そのときに、静馬が担いでいるハードケースがやたらと大きいことに気付いた。地面を転がせるようにキャスターも付いている。
「メーメ、そのケースなんかデカくない? 水やったら育ったの?」
「――え、今頃気付いたの? もう、日都也君はダメダメだなあ、観察眼を養いたまえよ」
「うーん、街中にぶら下がってる防犯カメラに気付かない人がそれ言う?」
「ほら、見てよ」
静馬はハードケースを歩道に降ろし、ぱかっとケースを開けた。中にはアサルトライフルの他に、大きな対物ライフルが入っていた。
「ふっふーん、いーでしょ? 自衛隊正式採用の29式対物小銃グンカンドリだよ。ほしいって言ってもあげないからね」
「や、別にいらんし。どうしたのこれ」
「あのね、先週二十丁だけうちの学校に納入されてね、射撃の成績がいい生徒に配られたんだよ。わたしも選ばれたの。さっすがわたしでしょ! そうそう、遠征隊の人も何人か装備してたよ」
「まじか。気付かなかった」
遠征隊の見送りはしたが、あのときはティナの姿を探すのに気を取られていたので装備なんて見ていなかった。

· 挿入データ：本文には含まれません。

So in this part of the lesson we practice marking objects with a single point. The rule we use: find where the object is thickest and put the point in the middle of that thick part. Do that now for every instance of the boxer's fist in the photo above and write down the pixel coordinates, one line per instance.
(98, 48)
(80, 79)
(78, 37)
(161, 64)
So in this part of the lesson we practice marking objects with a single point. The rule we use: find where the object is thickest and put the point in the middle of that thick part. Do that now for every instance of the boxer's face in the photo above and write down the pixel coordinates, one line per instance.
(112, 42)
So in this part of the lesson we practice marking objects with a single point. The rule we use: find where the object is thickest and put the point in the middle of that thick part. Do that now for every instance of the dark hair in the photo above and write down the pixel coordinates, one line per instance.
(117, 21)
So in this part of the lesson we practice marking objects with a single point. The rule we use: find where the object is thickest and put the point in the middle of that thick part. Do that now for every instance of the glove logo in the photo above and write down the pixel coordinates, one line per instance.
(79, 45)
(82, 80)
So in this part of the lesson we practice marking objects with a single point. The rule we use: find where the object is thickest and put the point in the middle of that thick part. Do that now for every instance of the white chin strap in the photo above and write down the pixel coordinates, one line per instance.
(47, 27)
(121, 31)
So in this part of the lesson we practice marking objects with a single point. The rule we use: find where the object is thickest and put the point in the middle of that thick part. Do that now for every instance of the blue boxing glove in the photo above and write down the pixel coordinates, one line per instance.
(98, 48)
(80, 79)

「そこ、緊急事態以外で市内でハードケースを展開するのは校則第三章、異世界交戦規定第三条の二項違反。すぐにしまうことを推奨、さもなくば生徒会に報告」
田牧に言われる。淡々とした口調なので、注意をされたというより事実を指摘されただけに聞こえる。
「あっ、ごめんなさい。うっかりです」
静馬が慌ててケースを閉じ、それを担いでまた歩き出す。
「……それでね、ここからが凄いんだけどね」
「まだ続きがあるんだ」
静馬は先を歩く田牧との距離をちらりと気にしてから声を落とした。
「えっと、担任の先生からは誰にも言うなって言われたけど、日都也君だから話すね。実はわたし、擬魔機をもらえるかもなんだ」
「――まじで? すごいじゃん」
擬魔機を作るにはスキルを持つ魔物を倒して生体部品を作らなければならないから、擬魔機は量産することはできない。二年、三年生の中にも擬魔機を持っていない生徒は大勢いる。

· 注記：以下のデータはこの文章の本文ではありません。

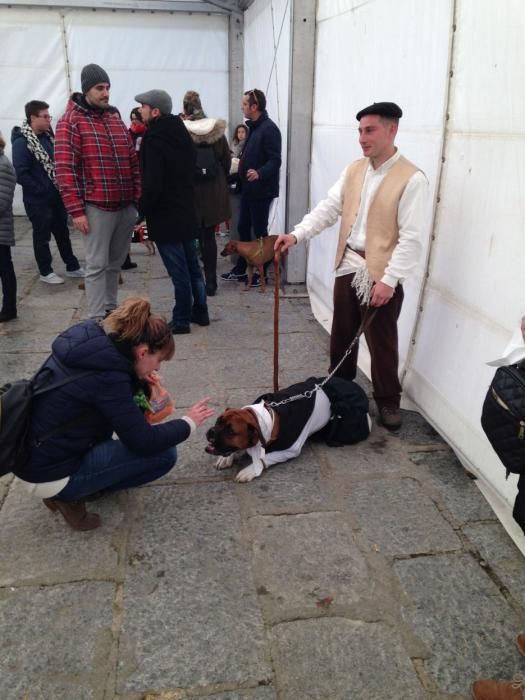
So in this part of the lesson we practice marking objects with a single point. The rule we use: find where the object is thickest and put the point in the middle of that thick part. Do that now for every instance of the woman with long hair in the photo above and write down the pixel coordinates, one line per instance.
(115, 362)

僕だって風紀委員会に入ったものの、まだ自分専用の擬魔機は所持していない。以前使った《水銀剣》はティナのものだ。
それなのに、入学一か月で擬魔機の所有者候補に選ばれるなんて。
静馬にはサーレーという種族の遺伝子が組み込まれている。サーレーは成長しても背が高くならず老化も遅く、成人しても人間の小中学生にしか見えない種族だ。

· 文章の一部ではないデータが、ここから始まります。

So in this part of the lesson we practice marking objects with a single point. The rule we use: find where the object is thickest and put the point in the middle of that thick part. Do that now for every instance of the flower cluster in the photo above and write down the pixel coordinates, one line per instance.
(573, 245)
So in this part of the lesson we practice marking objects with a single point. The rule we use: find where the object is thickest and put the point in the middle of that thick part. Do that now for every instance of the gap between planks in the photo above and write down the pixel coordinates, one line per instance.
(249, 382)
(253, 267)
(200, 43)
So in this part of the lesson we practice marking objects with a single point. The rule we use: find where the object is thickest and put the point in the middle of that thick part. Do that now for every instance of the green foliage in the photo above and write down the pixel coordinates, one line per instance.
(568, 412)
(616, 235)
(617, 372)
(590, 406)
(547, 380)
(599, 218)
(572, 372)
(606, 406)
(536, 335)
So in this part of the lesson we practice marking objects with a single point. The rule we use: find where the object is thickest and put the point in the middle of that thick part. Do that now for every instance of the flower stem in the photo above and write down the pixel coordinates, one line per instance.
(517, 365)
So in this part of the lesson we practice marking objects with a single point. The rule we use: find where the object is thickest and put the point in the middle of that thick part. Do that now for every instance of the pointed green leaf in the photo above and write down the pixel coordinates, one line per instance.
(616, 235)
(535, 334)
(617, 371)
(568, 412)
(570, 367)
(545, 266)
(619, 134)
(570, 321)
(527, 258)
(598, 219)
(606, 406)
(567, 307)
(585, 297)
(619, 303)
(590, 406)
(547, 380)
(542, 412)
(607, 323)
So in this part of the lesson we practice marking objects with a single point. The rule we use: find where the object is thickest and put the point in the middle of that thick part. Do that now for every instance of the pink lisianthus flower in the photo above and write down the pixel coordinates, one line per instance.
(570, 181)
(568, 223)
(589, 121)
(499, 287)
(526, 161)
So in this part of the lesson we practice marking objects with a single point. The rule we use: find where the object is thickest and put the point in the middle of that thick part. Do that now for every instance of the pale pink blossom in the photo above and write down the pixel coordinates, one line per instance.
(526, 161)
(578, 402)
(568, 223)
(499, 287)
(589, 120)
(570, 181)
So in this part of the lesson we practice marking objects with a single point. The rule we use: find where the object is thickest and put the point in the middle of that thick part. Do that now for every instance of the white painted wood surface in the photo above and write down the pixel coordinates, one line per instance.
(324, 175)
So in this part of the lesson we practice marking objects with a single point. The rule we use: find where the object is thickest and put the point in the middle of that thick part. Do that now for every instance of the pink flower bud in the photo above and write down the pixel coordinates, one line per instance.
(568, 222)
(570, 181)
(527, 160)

体格通りの非力だが、すばしっこいしとても器用で弓などの遠距離武器に高い適性を発揮する。免疫系が発達しているおかげで病気や毒にやたら強いのも特徴だ。
「ライフル型擬魔機でね、熱線をビーってしたらドカーンってなるんだって。手に入ったら持たせてあげるから楽しみにしててね」
「熱線。……ああ、あそういうことか」
「どったの?」
「や、別に」
多分その擬魔機に使われている生体部品は僕が倒したゴーレムから取ったものだろう。あのゴーレムを倒すときにティナから「魔法陣と心臓を傷つけるな」と言われたが、あれは魔法陣と心臓を加工して擬魔機に組み込むためだったのだ。
その擬魔機を遠征に持ち込めば強力な戦力になったのに、多分完成が間に合わなかったのだろう。
その日は休憩を挟みながら午後七時まで巡回をしたが、魔物が現れることはなかった。